All of it, utterly hysterical.

NIHILISTIC: Man Vs Food

Screenshot via Food Network

If you are feeling existential and would like to wallow in it, may I suggest flicking on an episode of Man Vs Food (extremely not British, I know, but its deepest-held ideals – pulled pork, bacon compulsion in lieu of a personality – have become embedded enough in our food culture for it to still count). Let the wastefulness of a foot-wide cheeseburger wash over you; wonder about the point of literally anything at all as a guy who looks like he owns a Female Body Inspector T-shirt tries once again to eat 70 chicken wings coated in chocolate ghost chilli sauce and vomits all over himself. Nothing matters. It's comforting, really.

WEEKDAY HUNGOVER: The cooking bit on This Morning

Screenshot via

Holly and Phil, lovely Holly and Phil. Holly is stroking your hair and saying, "It's OK." Schofe – silver fox Schofe – he is smiling, and saying, "Shhh." They are not actually saying these things, you understand, but watching their easy banter and kind faces on the television is comforting you and your sore head and your sicky belly, and they might as well be.
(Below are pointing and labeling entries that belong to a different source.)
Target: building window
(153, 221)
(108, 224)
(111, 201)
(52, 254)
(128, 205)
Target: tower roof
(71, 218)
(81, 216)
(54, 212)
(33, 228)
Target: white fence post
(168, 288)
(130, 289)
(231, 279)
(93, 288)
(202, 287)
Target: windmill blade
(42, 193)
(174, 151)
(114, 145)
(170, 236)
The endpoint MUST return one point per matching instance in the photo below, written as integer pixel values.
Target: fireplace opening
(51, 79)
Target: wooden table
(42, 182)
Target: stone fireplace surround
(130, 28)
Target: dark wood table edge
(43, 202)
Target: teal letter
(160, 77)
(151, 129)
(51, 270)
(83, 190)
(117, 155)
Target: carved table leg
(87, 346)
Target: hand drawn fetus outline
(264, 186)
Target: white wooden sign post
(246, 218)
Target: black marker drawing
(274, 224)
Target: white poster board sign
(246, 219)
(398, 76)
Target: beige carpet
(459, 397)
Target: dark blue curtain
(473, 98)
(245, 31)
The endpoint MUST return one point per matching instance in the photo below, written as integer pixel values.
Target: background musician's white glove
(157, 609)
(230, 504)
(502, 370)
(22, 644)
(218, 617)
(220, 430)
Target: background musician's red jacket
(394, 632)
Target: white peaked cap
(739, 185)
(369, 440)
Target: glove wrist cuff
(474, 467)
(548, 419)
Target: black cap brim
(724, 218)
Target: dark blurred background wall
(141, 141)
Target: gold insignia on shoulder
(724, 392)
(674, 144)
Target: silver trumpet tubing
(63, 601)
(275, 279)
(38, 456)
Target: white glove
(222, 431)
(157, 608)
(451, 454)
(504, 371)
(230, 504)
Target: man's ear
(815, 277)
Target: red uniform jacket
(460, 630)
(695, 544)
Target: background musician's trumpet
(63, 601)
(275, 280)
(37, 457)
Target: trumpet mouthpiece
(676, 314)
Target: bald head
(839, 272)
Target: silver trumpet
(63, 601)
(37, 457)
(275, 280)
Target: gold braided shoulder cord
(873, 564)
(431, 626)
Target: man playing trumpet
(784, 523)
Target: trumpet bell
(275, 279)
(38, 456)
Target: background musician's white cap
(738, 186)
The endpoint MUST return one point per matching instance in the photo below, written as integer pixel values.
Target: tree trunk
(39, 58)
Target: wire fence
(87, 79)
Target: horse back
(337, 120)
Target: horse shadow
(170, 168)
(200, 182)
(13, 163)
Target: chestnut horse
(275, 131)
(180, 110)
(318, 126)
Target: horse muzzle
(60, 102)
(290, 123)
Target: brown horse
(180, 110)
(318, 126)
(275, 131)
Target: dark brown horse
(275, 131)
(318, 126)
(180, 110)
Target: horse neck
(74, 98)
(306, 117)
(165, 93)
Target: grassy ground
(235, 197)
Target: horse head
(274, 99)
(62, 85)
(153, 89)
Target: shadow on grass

You know the hangover will only ease off if you eat something, but you have not moved for many hours, so you settle for the next best thing: watching lovely Holly and lovely Phil watch Gino D'Acampo make a quiche which is "perfect for summer picnics and barbecues". Someone has said something vaguely dirty, like "stick it in", and they are all laughing. It is so lovely. You are smiling now. Your bad head is cured, your drunk texts deleted from history, your vomit cleaned up off the sides of the sink. Holly and Phil have made everything better.